Having an alloy rather than a carbon braking track is also a big advantage, resulting in far more predictable and consistent braking control, particularly in wet or changeable conditions. You don’t need to switch pads when you switch between these and your ‘training’ wheels either.
Not that you’ll need to switch for safety reasons, as handling in a wide range of wind and speed conditions is also a big strong point here. Get them up to speed and the 50mm-deep carbon shroud noticeably helps with maintaining it, while the contemporary rounded section means much less of the usual shunting about in sidewinds or heavy trafﬁc that can be the case with similar depth rims with a ﬂatter profile.
They turn in obediently rather than wanting to keep going straight ahead on fast descents, and despite a low spoke count – 16 front, 20 rear – there’s no distracting deﬂection even when you’re properly attacking twisty descents.
The 21mm-wide rims also fatten up whatever rubber you’re running for a noticeably smoother and more surefooted ride, and they’re tubeless-ready for greater versatility.
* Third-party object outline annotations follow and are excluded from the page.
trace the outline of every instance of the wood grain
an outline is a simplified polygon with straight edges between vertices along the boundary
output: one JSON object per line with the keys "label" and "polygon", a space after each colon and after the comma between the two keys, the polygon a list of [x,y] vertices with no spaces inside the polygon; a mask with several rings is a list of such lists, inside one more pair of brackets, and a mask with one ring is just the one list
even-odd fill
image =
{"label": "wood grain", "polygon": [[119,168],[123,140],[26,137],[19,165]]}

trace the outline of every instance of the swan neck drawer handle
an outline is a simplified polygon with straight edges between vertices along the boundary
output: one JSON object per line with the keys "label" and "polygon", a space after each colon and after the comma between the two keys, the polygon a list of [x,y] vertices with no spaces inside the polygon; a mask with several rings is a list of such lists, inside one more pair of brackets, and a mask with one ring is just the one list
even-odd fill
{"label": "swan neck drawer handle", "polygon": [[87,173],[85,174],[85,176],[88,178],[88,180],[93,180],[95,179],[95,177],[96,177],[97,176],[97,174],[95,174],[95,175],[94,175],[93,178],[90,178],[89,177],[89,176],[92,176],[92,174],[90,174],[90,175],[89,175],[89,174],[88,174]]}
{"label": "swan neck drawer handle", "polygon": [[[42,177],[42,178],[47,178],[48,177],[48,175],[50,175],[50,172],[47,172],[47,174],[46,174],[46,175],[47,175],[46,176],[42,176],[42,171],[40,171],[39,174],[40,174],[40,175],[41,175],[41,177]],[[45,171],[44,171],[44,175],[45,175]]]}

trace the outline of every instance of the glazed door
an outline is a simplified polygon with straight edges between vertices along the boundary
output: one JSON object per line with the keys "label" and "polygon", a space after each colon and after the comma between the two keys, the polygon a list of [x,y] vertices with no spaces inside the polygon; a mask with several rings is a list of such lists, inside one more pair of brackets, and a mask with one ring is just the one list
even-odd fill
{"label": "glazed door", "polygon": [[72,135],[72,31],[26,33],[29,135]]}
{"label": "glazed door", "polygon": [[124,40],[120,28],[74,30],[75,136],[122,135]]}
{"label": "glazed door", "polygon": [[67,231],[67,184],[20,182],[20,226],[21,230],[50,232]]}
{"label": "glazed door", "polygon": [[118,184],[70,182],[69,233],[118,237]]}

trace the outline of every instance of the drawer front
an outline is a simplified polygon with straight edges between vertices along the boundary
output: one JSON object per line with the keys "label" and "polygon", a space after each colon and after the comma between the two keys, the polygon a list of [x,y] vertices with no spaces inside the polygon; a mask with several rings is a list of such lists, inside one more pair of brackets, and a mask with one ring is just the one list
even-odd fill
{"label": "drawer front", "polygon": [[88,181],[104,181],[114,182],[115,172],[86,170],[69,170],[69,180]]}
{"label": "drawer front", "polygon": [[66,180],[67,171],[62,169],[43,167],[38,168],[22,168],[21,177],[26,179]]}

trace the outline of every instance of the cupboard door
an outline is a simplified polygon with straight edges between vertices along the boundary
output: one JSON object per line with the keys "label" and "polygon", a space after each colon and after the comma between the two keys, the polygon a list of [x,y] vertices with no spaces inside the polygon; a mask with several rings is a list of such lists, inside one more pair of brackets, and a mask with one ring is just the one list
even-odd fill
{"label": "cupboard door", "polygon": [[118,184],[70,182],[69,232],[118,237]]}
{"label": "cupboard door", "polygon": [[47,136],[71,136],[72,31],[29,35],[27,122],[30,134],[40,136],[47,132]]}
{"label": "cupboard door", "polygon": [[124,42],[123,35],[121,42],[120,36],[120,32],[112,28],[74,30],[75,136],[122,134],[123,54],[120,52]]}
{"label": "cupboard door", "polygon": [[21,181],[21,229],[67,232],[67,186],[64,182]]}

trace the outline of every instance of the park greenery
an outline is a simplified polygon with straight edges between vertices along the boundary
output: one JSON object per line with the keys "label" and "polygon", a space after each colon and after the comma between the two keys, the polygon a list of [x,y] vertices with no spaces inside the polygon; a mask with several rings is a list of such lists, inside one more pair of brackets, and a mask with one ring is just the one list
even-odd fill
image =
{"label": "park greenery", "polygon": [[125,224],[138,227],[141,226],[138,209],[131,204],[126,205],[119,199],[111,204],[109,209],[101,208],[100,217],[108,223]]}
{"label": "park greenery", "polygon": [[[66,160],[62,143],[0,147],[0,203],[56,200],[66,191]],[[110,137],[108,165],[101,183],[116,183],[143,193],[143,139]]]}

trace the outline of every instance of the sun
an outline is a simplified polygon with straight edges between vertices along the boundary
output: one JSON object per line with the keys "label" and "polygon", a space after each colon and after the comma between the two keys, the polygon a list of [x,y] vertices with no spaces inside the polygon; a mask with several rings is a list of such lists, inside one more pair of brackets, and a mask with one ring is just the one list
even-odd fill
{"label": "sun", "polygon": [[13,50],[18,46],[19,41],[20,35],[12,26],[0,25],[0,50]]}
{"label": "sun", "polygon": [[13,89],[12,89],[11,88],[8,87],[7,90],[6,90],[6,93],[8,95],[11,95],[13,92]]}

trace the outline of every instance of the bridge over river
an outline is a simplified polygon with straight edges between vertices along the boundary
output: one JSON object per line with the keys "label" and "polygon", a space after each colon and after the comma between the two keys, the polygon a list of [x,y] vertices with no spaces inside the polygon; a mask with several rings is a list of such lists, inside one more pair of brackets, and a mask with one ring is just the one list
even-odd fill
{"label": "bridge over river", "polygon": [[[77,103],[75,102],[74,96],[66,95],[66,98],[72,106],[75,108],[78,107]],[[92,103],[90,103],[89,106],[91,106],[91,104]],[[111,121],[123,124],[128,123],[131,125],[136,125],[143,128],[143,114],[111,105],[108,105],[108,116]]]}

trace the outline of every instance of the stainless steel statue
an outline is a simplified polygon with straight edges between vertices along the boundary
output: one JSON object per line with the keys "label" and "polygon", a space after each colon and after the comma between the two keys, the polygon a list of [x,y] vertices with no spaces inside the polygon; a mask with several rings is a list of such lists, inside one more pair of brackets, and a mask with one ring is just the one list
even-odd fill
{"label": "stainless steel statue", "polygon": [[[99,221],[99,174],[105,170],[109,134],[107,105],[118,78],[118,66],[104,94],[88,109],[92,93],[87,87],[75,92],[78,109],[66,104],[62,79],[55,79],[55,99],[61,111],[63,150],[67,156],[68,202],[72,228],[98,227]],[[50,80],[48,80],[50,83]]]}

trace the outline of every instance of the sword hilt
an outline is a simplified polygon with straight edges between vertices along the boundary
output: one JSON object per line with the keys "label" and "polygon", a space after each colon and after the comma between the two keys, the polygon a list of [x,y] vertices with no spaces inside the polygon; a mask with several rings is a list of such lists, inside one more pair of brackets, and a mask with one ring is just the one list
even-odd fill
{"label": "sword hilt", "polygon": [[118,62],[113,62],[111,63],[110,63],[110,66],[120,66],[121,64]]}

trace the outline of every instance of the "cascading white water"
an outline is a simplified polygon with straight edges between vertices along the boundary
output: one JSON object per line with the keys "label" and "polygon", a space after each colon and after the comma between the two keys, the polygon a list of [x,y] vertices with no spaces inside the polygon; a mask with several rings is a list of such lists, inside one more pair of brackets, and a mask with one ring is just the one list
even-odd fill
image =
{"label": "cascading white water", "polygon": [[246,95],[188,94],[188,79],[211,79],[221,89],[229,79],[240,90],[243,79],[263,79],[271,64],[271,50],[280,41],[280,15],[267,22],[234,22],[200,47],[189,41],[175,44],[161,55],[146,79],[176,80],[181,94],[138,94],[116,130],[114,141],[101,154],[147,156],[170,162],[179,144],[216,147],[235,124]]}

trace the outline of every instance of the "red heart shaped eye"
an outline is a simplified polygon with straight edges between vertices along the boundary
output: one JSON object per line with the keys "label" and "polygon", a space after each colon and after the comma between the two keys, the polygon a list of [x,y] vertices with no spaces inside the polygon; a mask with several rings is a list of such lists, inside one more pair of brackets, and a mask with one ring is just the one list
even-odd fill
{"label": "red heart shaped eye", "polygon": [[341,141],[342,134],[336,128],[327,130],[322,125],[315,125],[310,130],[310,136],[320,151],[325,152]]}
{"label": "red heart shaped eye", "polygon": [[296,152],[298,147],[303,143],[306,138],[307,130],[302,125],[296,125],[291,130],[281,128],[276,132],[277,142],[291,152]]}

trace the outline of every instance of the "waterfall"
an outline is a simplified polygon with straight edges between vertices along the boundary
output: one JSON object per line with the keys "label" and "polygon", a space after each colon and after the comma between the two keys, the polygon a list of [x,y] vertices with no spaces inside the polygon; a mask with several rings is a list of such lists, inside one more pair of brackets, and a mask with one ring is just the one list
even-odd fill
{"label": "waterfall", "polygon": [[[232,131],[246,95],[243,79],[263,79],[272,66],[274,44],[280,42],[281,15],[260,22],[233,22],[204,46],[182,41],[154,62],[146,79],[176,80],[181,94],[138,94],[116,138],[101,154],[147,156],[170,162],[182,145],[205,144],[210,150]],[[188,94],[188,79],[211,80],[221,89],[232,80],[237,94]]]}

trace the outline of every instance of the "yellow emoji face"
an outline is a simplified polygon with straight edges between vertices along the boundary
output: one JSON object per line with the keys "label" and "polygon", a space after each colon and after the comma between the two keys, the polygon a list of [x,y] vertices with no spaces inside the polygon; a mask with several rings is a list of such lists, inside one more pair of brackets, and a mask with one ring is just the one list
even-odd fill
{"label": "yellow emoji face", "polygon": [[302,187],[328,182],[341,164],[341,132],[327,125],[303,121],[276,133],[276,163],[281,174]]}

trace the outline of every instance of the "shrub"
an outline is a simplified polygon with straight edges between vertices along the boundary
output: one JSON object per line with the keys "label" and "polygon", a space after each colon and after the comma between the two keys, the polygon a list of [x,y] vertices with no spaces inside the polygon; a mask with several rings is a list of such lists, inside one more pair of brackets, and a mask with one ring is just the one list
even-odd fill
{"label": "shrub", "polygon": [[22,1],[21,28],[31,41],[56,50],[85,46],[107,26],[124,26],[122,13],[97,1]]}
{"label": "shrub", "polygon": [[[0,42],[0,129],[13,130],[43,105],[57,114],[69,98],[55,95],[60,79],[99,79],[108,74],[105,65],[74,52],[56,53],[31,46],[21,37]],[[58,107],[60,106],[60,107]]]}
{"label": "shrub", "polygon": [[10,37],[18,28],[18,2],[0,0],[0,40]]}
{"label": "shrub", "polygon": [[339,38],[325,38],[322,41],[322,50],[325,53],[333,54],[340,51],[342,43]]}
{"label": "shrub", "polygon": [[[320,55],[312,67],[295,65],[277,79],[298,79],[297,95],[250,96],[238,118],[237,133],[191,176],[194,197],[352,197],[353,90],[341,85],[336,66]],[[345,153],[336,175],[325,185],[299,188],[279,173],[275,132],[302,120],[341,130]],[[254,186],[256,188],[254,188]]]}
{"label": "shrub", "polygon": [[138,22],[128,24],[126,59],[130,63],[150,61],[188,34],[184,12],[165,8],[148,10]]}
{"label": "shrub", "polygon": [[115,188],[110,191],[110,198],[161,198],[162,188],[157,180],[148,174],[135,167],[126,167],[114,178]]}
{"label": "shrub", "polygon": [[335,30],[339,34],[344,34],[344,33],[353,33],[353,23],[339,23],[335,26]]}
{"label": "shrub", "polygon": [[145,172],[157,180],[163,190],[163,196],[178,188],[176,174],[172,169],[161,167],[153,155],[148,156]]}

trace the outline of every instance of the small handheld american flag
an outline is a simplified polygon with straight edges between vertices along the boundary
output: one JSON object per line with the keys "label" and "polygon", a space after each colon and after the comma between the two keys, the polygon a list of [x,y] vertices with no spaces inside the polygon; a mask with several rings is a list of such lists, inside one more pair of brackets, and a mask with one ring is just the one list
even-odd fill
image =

Pick-up from the DT Swiss freehub is slightly slow, so you might get a clunk out of corners before it catches up, but otherwise climbing and acceleration is very encouraging.
Hidden spoke heads are potentially a pain to adjust – particularly if you’re running them tubeless. But we’ve had them under a powerhouse rider with a proud pie appetite who started blowing spokes in other wheels in a matter of weeks, and the Giants are still running ﬁne after a full nine months of testing.
We’ve had no trouble with the hubs either, despite a full winter of dirty and particularly cold commuting. Super-secure, single-handed tightening DT Swiss skewers and a wheelbag are included, completing what is an impressive value wheel package.